What got me started in the custom screen printing industry?

I remember when I first got interested in the potential of pursuing a career in creating custom T-shirts. I used to be in the asphalt industry and it was a hard dollar. We’re talking well before the Internet had even been invented and very few people if any had cell phones. I would head out my door around 5:30 p.m. because that’s when everybody started to get home from work. I remember knocking on doors and asking people if they would be interested in a quote on sealing or patching their driveway while my crew was down the street working at their neighbors. I would finally end up getting home around eight o’clock and then I would have to schedule the job for the next day. A lot can change very quickly when you’re in a business that cannot be conducted in the rain.
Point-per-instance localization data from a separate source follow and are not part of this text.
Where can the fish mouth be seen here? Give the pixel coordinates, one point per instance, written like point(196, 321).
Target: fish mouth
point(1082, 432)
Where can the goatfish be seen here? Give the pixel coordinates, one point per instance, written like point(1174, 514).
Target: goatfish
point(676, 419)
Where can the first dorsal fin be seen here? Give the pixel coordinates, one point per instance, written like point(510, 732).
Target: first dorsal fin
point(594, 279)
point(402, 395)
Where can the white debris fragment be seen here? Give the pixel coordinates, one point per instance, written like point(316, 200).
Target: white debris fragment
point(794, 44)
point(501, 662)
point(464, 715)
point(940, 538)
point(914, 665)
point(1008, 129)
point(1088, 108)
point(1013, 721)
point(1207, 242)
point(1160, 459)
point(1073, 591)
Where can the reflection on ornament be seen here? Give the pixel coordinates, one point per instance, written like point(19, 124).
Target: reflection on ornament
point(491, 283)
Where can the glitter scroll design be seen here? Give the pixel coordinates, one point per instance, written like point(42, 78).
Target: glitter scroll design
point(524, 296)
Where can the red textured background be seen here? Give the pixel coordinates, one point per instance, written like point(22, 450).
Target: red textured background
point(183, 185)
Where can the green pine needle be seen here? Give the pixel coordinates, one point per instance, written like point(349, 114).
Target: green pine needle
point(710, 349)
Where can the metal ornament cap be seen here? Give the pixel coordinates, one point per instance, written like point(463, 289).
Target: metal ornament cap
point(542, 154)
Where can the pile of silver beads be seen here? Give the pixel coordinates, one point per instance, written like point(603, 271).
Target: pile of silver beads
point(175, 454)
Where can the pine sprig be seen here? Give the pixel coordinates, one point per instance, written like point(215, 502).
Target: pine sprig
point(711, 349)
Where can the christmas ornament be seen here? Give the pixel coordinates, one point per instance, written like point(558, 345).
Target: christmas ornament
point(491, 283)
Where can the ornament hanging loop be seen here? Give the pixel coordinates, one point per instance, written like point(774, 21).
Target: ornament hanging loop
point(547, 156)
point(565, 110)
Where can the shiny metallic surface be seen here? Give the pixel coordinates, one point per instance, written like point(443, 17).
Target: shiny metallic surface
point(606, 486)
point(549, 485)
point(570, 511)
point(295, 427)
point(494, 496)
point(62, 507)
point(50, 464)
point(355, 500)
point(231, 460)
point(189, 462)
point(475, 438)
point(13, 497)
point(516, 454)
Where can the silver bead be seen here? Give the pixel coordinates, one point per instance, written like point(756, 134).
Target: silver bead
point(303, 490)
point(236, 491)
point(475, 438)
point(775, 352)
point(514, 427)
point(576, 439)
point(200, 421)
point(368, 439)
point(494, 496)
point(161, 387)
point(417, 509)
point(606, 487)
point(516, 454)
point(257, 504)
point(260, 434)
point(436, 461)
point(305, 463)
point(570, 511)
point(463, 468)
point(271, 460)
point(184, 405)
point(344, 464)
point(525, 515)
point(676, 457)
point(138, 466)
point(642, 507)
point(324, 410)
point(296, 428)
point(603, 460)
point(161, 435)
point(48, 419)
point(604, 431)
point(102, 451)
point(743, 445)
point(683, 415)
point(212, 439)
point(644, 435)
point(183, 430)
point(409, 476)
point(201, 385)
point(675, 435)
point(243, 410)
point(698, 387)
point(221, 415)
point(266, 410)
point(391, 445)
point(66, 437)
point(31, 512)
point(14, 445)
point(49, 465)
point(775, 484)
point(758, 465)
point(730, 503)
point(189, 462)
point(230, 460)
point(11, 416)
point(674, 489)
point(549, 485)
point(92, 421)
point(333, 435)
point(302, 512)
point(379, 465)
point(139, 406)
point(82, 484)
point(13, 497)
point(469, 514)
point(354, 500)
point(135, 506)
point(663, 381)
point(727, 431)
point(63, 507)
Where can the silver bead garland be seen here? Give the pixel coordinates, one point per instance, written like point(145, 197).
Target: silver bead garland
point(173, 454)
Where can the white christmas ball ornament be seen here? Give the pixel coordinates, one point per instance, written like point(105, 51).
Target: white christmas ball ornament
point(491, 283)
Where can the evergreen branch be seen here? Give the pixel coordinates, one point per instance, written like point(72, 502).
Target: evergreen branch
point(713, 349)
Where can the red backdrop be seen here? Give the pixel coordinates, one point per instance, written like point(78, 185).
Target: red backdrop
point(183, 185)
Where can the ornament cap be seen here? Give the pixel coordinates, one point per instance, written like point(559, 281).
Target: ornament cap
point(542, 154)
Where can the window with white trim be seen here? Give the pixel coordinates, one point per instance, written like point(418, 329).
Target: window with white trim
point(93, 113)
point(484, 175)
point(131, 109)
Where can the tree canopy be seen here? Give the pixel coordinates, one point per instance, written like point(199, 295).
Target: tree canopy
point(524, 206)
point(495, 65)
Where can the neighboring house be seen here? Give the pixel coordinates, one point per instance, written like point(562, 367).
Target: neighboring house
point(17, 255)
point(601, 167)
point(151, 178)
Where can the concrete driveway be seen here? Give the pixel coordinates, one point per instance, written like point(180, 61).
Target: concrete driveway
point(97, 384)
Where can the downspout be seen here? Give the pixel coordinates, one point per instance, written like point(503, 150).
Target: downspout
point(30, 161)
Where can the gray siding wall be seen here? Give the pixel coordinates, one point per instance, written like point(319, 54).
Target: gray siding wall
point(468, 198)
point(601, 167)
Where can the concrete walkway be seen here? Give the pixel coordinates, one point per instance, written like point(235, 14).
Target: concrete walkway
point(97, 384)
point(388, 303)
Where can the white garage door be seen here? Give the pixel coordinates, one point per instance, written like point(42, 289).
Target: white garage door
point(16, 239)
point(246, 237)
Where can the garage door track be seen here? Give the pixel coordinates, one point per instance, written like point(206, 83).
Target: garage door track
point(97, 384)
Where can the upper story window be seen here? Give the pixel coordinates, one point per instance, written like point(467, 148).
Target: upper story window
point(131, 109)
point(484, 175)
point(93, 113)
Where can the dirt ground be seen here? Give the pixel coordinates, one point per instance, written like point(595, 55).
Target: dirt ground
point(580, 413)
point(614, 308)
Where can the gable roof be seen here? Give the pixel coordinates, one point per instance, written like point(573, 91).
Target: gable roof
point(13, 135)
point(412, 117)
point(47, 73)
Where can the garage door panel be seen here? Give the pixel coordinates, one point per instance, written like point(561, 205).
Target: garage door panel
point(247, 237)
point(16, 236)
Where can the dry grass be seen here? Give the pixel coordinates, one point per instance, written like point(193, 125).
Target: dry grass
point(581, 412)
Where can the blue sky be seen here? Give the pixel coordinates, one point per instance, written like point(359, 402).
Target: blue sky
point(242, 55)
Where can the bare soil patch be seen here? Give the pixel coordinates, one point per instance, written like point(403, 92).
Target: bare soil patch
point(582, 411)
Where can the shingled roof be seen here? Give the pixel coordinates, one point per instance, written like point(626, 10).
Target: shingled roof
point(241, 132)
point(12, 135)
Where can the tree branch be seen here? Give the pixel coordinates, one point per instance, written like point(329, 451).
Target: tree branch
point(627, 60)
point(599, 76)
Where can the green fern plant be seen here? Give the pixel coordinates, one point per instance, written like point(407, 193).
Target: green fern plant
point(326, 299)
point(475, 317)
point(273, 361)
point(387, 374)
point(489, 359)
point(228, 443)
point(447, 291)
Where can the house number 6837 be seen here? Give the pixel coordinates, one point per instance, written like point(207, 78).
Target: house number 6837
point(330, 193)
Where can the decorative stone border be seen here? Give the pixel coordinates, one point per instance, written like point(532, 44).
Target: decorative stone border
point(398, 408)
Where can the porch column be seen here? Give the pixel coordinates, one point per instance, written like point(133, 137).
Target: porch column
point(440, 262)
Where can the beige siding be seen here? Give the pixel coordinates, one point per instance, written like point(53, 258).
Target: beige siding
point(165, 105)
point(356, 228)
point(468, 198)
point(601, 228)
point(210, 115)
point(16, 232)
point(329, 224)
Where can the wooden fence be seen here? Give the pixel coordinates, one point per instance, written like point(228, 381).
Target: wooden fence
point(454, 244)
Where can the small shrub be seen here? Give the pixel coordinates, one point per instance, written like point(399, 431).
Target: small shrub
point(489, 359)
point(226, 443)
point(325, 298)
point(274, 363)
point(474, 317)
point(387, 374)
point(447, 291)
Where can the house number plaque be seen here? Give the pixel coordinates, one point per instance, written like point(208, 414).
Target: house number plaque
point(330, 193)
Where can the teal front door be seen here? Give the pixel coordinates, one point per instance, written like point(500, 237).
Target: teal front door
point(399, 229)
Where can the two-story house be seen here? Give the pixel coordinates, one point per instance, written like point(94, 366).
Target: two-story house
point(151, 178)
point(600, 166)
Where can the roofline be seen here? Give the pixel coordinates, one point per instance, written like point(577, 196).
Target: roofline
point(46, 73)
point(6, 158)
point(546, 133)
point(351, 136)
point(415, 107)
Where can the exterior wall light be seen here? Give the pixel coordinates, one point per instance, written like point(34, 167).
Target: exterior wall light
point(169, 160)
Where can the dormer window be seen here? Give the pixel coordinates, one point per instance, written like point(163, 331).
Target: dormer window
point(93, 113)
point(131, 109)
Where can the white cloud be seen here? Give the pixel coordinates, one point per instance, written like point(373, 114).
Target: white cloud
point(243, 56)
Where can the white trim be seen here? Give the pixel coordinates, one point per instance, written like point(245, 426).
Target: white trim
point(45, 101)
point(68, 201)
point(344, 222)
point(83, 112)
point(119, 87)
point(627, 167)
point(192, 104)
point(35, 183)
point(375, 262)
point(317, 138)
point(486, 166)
Although it was a tough way to make a living, I was young and I was strong with a wife and daughter.  I had a lot of pressure to produce. I remember working extremely hard for seven or eight months of the year and then the St. Louis winter would start to set in or around November and work would stop. Unfortunately the bills kept on coming. I remember hanging out at Northwest Plaza just people watching and I noticed that everyone who passed by was wearing something with a logo or piece of artwork on it in the way of a tee shirt or hat. I thought to myself, I can do that. I don’t know the first thing about it, but I think I could sell it. So I went and got some business cards printed up and sold my first screen printing in custom embroidery job. At first I was very excited, and then it occurred to me that they probably want their T-shirts. I remember finding an old broken down T-shirt press that was homemade, rusting in someone’s garage and I ended up buying it for about $75. I remember pulling down the head of the press and letting it go, and it catapulted the squeegee across the room and hit the wall. Although I wasn’t an experienced tee shirt printer, I had a feeling that that was not supposed to happen. To make a long story short, I ended up finishing the job and all my customer knew was that the shirts looked good and he got them on time. I did end up getting paid in full for my effort. I ruined a lot of shirts in the process, but just viewed it as paying for my education. I found a St. Louis embroidery and screen printing company who I went to work for in order to get some firsthand experience of how this was done and how a silkscreen press should perform. Here we are more than 20 years later and I’m still in business and the company that I went to work for has long since closed its doors.